À force de faire sa vie toute seule, elle finit par comprendre que l’abîme qui s’était creusé entre elle et Nicolas était devenu infranchissable. Réalisation d’autant plus douloureuse qu’il avait fait partie du mobilier de sa vie depuis une époque lointaine : Elle l’avait rencontré au seuil de sa vie estudiantine après avoir grandi dans un village des Cévennes, enfermée dans un univers étroit et surveillé où ses parents l’avaient envoyée travailler dans une boulangerie, dès l’âge de treize ans, pour suppléer aux revenus modestes de leur ménage. Enfant aînée, elle dut assumer très tôt la responsabilité pour la vie des autres, notamment de ses deux sœurs et d’un frère, celui-ci son cadet de douze ans. Son premier bébé. Il fallait nourrir toutes ces bouches. Au lieu de s’amuser, de sortir, elle passait ses jours à travailler, partagée entre l’école et la boulangerie, et ses nuits à réviser les cours. Une jeunesse assez isolée, passée dans un monde à part, où elle évoluait avec aise, et dont les souvenirs avaient eu le temps de s’infiltrer d’autant plus profondément jusque dans les dernières fibres de son être.
Elle sortit de ce monde-là après son bac, ayant décidé d’entamer des études à Montpellier, troquant ainsi les vastes horizons des Cévennes contre le paysage fractionné de la cité aux rues étroites, profondément incises entre des immeubles aux couleurs fanées, où les regards se brisaient de partout contre des obstacles trop rapprochés avant de pouvoir s’envoler. Après s’être installée dans sa nouvelle chambre, profitant pour le déménagement des vacances prolongées après son bac, elle prit son courage dans ses deux mains pour vaincre sa timidité et commença à fréquenter du monde. Parmi ses toutes premières connaissances se trouva un jeune homme, charmant, beau gosse, rompu aux usages citadins. En se liant avec lui, elle échangea le cercle étroit des années de sa première jeunesse contre celui, tout aussi restreint, qu’elle fréquenterait désormais avec lui. Mais de cela, elle ne s’en rendrait compte que beaucoup plus tard. D’abord, ses études lui ouvrirent des parages tout à fait nouveaux, aux horizons immenses, et larges au point de pouvoir s’y perdre. Pour la première fois de sa vie, elle se trouvait confrontée à un défi intellectuel à la hauteur de ce qu’elle apportait. Cela lui apprit sa vraie mesure, et c’est de cette époque-là que datait son désir d’aller toujours plus loin, de passer outre. Il y avait l’espace aussi qu’elle découvrait caché dans les moindres de la ville et de ses rues, ses places, ses maisons qui, vues du haut de l’Arc de Triomphe, formaient un véritable océan d’habitations renfermant des milliers et des milliers de vies, tout autour d’elle. Les magasins, les cinémas, le théâtre, le campus, les amphis – les étudiants aussi originaires en bonne partie d’autres pays – tout cela contribuait à l’éloigner de l’univers clos de son enfance et de ses années d’adolescence.

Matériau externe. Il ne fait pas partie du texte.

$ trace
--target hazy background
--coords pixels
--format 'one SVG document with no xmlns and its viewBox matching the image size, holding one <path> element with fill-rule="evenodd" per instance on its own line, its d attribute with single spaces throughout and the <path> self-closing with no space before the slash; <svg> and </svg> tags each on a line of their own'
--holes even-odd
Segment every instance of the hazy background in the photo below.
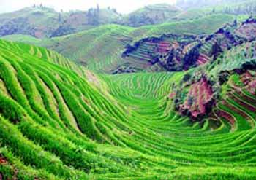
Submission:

Puis, il y avait les voyages. Nicolas était le premier à l’emmener voir le monde, et elle gardait un souvenir vif de la première fois qu’ils s’étaient embarqués à bord d’un train en direction du Pays Basque. Les sacs à dos posés sur le quai, les gens qui grouillaient autour d’eux, le bout de baguette qui suffisait à la nourrir jusqu’au bout du voyage, les premiers pas dans une ville étrangère, les auberges de jeunesse, le camping en bord de mer.
Nicolas n’était pas un grand voyageur non plus, mais il était là, à deux pas d’elle, quand elle découvrit la mer. Pas celle des vacances d’été quand ses parents l’emmenaient à la plage pour y passer une journée au soleil. Mais celle qui résumait dans le murmure incessant de ses vagues l’idée même du départ. Les pieds nus sur le sable chaud, les traces qu’elle laissait derrière elle, les coquillages ramassés, les jambes dans les vagues, les pantalons mouillés, le sel dans ses cheveux et l’air du large qui remplissait ses poumons. Elle changeait. Et Nicolas était là, un repaire dans une vie qui avait commencé à bouger. Mais lui ne bougeait pas. Elle avait mis des années à s’en rendre compte, sur un trajet échelonné de déceptions. Elle finit par comprendre qu’elle s’était liée trop tôt, qu’elle s’était laissé imposer des bornes avant d’avoir pu faire le tour des possibilités, avant de faire l’expérience de son potentiel. Et elle les avait peut-être recherchées aussi, ces bornes. Était-ce la nostalgie de la vie tranquille dans la maison paternelle qui l’avait poussée dans cette direction-là ?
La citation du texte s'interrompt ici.